Hacker News new | past | comments | ask | show | jobs | submit login
SILE Typesetting System (sile-typesetter.org)
90 points by _pfxa on Feb 19, 2017 | hide | past | favorite | 23 comments



Compared to TeX I miss two things: Math mode and TikZ.

One of the quality marks of TeX for me, is that the fonts match everywhere. For inline math, the x-height of normal and math font is the same. The font and text size used in plots is identical to the normal text.


No math is pretty much a dealbreaker for most people, I guess.


It depends on what world you operate in. For science-related work, then yes, I agree it's a dealbreaker. SILE is currently focused towards humanities publishing where not having math support is not really that big a deal. But I would like to see it added, and have been looking into how hard it would be to get MathJAX support.

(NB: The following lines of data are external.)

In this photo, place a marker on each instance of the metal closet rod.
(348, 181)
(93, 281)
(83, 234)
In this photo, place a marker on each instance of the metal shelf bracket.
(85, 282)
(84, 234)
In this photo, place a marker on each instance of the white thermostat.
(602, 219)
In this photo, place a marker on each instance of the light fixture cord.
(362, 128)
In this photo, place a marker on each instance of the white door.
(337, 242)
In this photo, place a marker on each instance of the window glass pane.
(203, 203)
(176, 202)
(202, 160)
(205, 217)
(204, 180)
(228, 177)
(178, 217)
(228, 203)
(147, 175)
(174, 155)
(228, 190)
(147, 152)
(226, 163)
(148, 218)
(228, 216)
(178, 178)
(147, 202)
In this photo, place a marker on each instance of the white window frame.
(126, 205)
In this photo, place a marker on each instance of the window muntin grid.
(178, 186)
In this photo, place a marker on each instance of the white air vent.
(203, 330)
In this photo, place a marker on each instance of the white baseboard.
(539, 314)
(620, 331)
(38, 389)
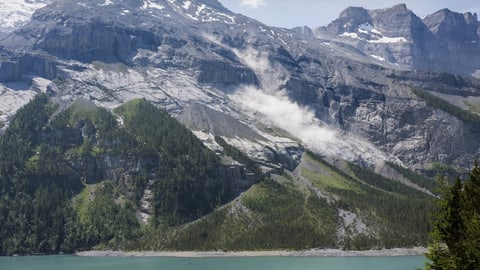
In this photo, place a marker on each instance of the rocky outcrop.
(18, 68)
(439, 42)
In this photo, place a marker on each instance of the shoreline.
(417, 251)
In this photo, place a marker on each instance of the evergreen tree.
(456, 234)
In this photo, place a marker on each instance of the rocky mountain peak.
(452, 25)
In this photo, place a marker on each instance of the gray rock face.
(439, 42)
(356, 75)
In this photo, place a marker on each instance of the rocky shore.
(417, 251)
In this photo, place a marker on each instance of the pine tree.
(456, 234)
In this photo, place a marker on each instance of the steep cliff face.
(439, 42)
(207, 55)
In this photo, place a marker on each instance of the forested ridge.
(48, 158)
(74, 179)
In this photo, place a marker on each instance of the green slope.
(75, 179)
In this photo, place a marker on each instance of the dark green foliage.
(376, 180)
(273, 214)
(443, 105)
(404, 210)
(456, 233)
(399, 213)
(189, 183)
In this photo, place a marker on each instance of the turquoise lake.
(68, 262)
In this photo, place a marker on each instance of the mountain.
(318, 118)
(445, 41)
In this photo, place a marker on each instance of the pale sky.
(313, 13)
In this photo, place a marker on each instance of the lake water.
(68, 262)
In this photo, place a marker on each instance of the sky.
(313, 13)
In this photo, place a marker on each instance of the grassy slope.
(284, 212)
(273, 214)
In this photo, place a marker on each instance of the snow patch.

This was probably posted because it was discussed in the thread for the Patoline typesetting system yesterday: https://news.ycombinator.com/item?id=13674879


Yes, it made me recall this, though I first saw it in FOSDEM '15 talks [1]. I thought it'd be nice to see what people think about this as I'm in the looks for a TeX alternative.

[1] https://www.youtube.com/watch?v=5BIP_N9qQm4


SILE indeed looks great, promising to come on par with the typesetting quality we have come to expect since TeX: Knuth-Plass line breaking, Unicode and OpenType font features support, complete with contextual shaping, Cassowary constraint solver, parallel text, multiple apparati, foot and marginal notes, vertical typesetting… This is a typographer’s dream!

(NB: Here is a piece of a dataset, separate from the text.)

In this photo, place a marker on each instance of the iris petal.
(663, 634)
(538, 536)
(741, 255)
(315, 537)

But, like TeX and friends (LaTeX, ConTeXt, etc.), creating stylesheets and document templates still looks like a pain with SILE and alike. At least from the perspective of designers who have come to expect a strict separation of concerns between document structure/semantics and its styling, and who are used to work with a declarative stylesheet-based language like the prevalent CSS, as opposed to the macros of TeX, and its document model which conflates semantical markup with inline styling instructions.

Similar initiatives like SILE, which attempt to port TeX to newer languages while untangling macro spaghetti, like Cló¹ and Rinohtype², didn’t consider CSS-based stylesheets either. Which is a pity, especially with highly developed W3C Working Draft open standard specifications³ for paged media being out quite some time now.

That’s exactly what makes PDF formatters like Prince⁴, which accepts standard html and css as its input, so immensely attractive: users can continue to use the (Web) technologies they already know (html, javascript, css) and enjoy a strict separation of concerns between document contents, templates and make-up. Unfortunately, there exist no FLOSS alternatives.

Once in a while, people are coming up with the question whether there are TeX flavors which do support `.css` as an input.⁵ Peculiar too that no project exists to create a compiler to convert and map css style rules, selectors and properties to something which TeX does understand. (Except may this⁶ one.)

[1] https://www.youtube.com/watch?v=824yVKUPFjU [2] https://github.com/brechtm/rinohtype [3] http://www.w3.org/TR/css3-page/ [4] http://www.princexml.com/ [5] e.g. http://tex.stackexchange.com/questions/139067/i-have-a-dream... [6] https://github.com/yannisl/phd/blob/master/phd.dtx


As a lazy Debian user, I checked all of these and found none on Debian repositories, which due to Ubuntu and other direct or indirect derivatives is probably the best way of making such software widely available and known.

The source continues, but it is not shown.